Also see Susan's review of Legacy of Light
Arcadia takes place in the great hall of Sidley Park, the ancestral home of the Coverly family, but the events depicted alternate between 1809 and the present. In the earlier era, 13-year-old Thomasina Coverly (Erin Weaver) astounds her tutor, Septimus Hodge (Cody Nickell), with her precocious knowledge of geometry and physics; meanwhile, contemporary scholar Hannah Jarvis (Holly Twyford) researches the history of the estate's gardens, and Bernard Nightingale (Eric Hissom) examines the possible link between Lord Byron and Ezra Chater (Cooper D'Ambrose), a pretentious minor poet and visitor to Sidley.
Stoppard is exceedingly clever, of course, but the play is no dry evocation of scientific theories and mathematical theorems. As Thomasina seeks an equation that reveals the truths of nature, she also tries to navigate the pathways of desire and emotional entanglementwhat another character calls "the attraction that Newton left out." Septimus similarly tries to establish contact with other people, sometimes to a farcical degree, and the modern-day academics seem unable to connect to each other and the people around them.
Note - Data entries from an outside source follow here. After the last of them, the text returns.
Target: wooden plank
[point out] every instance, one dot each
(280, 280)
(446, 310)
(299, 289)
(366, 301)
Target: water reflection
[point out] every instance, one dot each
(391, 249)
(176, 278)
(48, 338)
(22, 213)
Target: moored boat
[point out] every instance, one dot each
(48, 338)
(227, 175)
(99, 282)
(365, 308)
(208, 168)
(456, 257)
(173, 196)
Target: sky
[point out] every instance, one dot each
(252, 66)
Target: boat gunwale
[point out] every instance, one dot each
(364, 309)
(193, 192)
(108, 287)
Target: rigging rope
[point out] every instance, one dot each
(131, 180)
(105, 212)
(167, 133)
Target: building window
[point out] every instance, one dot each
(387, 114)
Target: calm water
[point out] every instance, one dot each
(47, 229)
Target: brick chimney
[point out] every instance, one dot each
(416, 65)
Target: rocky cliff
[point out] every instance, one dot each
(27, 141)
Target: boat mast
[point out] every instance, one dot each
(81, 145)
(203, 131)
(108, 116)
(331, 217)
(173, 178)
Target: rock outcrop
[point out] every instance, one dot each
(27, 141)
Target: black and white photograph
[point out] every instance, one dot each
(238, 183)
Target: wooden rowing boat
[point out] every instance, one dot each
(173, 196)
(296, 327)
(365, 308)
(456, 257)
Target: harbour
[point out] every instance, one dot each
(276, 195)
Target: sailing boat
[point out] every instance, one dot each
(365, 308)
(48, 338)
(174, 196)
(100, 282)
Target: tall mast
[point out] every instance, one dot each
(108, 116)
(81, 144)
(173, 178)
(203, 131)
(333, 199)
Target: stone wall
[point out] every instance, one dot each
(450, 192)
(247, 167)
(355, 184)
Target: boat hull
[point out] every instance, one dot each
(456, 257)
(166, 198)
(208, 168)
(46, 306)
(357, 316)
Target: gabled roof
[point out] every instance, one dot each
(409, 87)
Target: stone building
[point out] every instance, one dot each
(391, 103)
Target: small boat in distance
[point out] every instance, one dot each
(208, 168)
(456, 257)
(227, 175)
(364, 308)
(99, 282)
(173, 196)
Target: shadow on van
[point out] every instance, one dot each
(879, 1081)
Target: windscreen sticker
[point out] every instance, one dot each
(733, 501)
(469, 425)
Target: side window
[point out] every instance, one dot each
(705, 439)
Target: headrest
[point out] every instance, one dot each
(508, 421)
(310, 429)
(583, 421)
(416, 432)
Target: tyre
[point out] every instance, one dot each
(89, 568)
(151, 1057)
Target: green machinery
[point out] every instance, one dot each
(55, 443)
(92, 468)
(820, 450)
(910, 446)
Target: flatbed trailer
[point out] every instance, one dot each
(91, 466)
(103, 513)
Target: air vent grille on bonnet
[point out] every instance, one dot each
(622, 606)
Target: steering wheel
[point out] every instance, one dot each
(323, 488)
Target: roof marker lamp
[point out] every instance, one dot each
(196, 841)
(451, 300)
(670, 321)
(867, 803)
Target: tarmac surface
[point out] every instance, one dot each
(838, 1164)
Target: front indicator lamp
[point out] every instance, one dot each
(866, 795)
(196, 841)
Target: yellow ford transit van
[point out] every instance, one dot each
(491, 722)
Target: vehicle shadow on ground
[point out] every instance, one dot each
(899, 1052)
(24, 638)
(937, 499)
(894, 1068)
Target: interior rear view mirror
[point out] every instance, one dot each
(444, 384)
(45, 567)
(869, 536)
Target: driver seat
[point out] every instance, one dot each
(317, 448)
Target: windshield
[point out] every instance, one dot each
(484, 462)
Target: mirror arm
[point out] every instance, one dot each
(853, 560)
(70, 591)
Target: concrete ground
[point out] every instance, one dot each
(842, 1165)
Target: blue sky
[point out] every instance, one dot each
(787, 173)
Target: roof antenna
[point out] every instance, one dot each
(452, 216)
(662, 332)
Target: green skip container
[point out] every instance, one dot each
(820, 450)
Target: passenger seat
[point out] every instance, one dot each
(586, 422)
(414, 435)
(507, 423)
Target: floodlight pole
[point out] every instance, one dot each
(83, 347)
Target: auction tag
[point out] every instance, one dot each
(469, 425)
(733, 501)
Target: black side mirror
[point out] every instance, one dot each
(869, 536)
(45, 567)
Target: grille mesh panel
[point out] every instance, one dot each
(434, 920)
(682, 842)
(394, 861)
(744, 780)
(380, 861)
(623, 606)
Weaver sparkles as a young woman with utter confidence in her perceptions, while Twyford, one of Washington's most accomplished actresses, is comfortable as a prickly scholar determined to protect her discoveries and, by extension, herself. Peter Stray is quietly heartbreaking as one of the contemporary Coverlys, who fades into the background next to Hissom's grandstanding Bernard.
The Folger stage has two permanent columns that sometimes make scenic design difficult, but Daniel Conway's design incorporates them as part of his closely observed vision of a public room in a great English country house. Thom Weaver's lighting design is understated and naturalistic, while Kate Turner-Walker's costumes delineate character among the aristocratic Coverlys, the foppish Bernard, and the no-nonsense Hannah.